Source Sound president/chief executive Tim Gedemer noted that, “using game engines for VR, many of these experiences don’t have the same dependencies that a full game has.”

“We can claim a whole lot more resources for audio for interactive experiences in VR,” he said, adding that, in the 1990s however, the cinematic and gaming worlds were quite separate. “These worlds are literally converging in the center… High quality video playback and interactivity — that’s the challenge,” he said.

Another challenge, said Nokia Technologies head of formats and platforms Jyri Huopaniemi is playback. “It’s about optimizing the user experience, the rich full 3D playback,” he said. “The scalability and understanding those requirements, formats and so on is the Holy Grail. There’s a lot of interest in that and we’re nowhere near it yet.”

DTS R&D staff engineer Dave Corsello added, “there’s a lot to think about on the input side as well.” “To track a position, all these things have to be supported from the get-go, formatted and propagated throughout production,” he said. “It’s a complicated tree of things.”

“Virtualization and rendering methods are also important,” he added. “How you hear it when you’re mixing it, by the time it gets to the end user and his different head size and earphones, it can be extremely different. Production has to compensate for all those things.”

“What’s happening in our role as audio professionals is different,” said Gedemer “They have to work sound into the script. We’re selling ourselves as audio directors, involved from Day One — from script to final playback.” Tsingos said he’s looking for tools to help mixers in particular. “In film, the screen is the center of the story, but in VR, the screen is all around you,” he noted. “You have to spend a lot of time to position sound.”

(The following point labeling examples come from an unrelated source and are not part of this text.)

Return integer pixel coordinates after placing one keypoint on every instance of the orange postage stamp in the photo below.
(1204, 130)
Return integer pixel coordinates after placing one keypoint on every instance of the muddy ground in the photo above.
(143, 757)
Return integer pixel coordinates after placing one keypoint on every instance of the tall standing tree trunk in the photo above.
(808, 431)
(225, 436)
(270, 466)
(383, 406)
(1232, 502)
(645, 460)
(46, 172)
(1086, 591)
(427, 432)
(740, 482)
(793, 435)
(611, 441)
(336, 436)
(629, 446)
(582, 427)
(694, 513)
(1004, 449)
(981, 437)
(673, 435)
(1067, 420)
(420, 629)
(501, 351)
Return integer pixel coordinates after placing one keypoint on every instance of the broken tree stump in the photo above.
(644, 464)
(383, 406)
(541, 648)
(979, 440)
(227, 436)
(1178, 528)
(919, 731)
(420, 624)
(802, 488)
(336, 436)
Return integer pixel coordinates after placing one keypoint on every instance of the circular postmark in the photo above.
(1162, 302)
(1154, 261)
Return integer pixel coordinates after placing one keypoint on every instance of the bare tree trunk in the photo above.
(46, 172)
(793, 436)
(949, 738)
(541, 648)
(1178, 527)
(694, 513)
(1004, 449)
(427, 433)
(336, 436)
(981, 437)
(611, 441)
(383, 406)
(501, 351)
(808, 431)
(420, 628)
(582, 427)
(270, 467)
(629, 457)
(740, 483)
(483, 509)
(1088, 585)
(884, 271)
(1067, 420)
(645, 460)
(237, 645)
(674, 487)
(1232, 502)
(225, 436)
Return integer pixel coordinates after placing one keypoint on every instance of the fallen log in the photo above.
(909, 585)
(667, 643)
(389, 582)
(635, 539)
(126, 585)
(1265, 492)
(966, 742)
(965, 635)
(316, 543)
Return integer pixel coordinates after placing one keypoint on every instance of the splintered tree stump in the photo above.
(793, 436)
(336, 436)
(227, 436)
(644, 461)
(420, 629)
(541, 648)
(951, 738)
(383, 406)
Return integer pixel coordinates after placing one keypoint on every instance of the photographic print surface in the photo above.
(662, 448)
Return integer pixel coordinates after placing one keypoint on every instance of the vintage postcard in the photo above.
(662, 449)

Huopaniemi explained that, “people don’t want to build a completely new workflow until VR is actually here,” and Gedemer pointed out that tools are “a moving target.” “They’ll be completely different in two or three months,” he said. “You have to constantly educate yourself.”

Still, said Bosnjak, “it’s a great time to be in VR.” “There are so many handshakes across the table,” she said. “No one is a competitor, everyone is sharing information.”